Even though Bolivia has few resources, he noted, the South American nation "has achieved unprecedented success in eradicating illegal coca cultivation and interdicting drug traffickers movements of precursor chemicals.
"We have assisted Bolivia's military training effort with mobile training teams and facility construction," Pace said. "We are also assisting the Bolivian army in renovating troop barracks to establish a permanent presence in the Chapare coca-growing region," the commander said.
During a recent counterdrug operation in Costa Rica, U.S. helicopters carried host-nation military and law enforcement personnel. The operation eradicated more than 385,000 marijuana plants with an estimated U.S. street value of $300 million, Pace said.
The chief also highlighted SOUTHCOM's humanitarian assistance program that provides relief following hurricanes, earthquakes and other natural disasters.
Last year in Venezuela, for example, Pace said SOUTHCOM forces saved more than 5,500 lives after torrential flooding and mudslides killed 30,000 people. U.S. special operations and reserve forces flew more than 1,300 sorties and delivered about 670 tons of food and water and $650,000 worth of medical supplies.
Pace also detailed SOUTHCOM's continuing efforts to strengthen democracy and stability through military-to military engagement. This includes combined peacekeeping operations, counterdrug exercises, training and education, security assistance and humanitarian assistance programs.
This fiscal year, the general noted, SOUTHCOM plans to conduct 17 joint or combined exercises and 178 training deployments, including riverine training, counterdrug training support and medical assistance deployments.
SOUTHCOM also plans to conduct New Horizon civic assistance exercises at sites in the Bahamas, St.

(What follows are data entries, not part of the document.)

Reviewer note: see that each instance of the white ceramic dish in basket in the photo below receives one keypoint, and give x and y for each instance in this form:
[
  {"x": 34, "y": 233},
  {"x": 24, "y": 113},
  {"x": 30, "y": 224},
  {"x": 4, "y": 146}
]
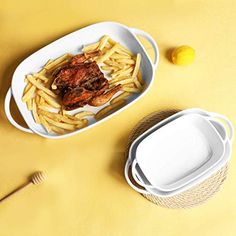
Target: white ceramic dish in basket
[
  {"x": 73, "y": 43},
  {"x": 187, "y": 180}
]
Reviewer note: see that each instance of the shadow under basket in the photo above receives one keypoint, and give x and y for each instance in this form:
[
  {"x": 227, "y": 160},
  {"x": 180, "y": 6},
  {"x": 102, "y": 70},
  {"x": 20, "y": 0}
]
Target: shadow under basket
[{"x": 191, "y": 197}]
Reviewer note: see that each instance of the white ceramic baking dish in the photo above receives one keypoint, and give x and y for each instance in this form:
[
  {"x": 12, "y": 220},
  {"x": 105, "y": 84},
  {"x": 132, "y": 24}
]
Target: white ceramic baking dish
[
  {"x": 179, "y": 152},
  {"x": 141, "y": 179},
  {"x": 73, "y": 43}
]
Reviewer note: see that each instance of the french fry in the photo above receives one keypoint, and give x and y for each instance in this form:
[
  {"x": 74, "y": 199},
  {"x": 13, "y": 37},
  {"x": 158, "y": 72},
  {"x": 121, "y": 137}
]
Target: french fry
[
  {"x": 113, "y": 63},
  {"x": 29, "y": 104},
  {"x": 107, "y": 68},
  {"x": 41, "y": 101},
  {"x": 44, "y": 71},
  {"x": 58, "y": 130},
  {"x": 27, "y": 87},
  {"x": 108, "y": 54},
  {"x": 123, "y": 72},
  {"x": 83, "y": 124},
  {"x": 60, "y": 118},
  {"x": 125, "y": 81},
  {"x": 28, "y": 95},
  {"x": 120, "y": 97},
  {"x": 41, "y": 77},
  {"x": 48, "y": 99},
  {"x": 137, "y": 65},
  {"x": 59, "y": 124},
  {"x": 57, "y": 61},
  {"x": 120, "y": 56},
  {"x": 106, "y": 110},
  {"x": 34, "y": 112},
  {"x": 83, "y": 114},
  {"x": 103, "y": 42},
  {"x": 91, "y": 47},
  {"x": 139, "y": 77},
  {"x": 137, "y": 83},
  {"x": 40, "y": 86},
  {"x": 45, "y": 124},
  {"x": 112, "y": 81},
  {"x": 126, "y": 61}
]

Lucia, St. Vincent, Guatemala, Honduras and Paraguay. Each year, Pace said, SOUTHCOM deploys more than 12,000 service members, mainly guardsmen and reservists to support these exercises that benefit both U.S. troops and partner nations.
New Horizons projects provide schools, water wells, road and bridge improvements and medical outreach to needy communities, he said. At the same time, they give U.S. forces realistic training opportunities generally not available in the United States. Last year, SOUTHCOM completed nearly 100 projects and more than 100 construction and repair projects are planned for fiscal 2001.
Overall, U.S. support has helped nations in the region deal with insurgencies, narcotics and other transnational threats," Pace concluded. "We are making a positive difference in helping to strengthen democracy, promote prosperity and foster regional security in Latin America and the Caribbean."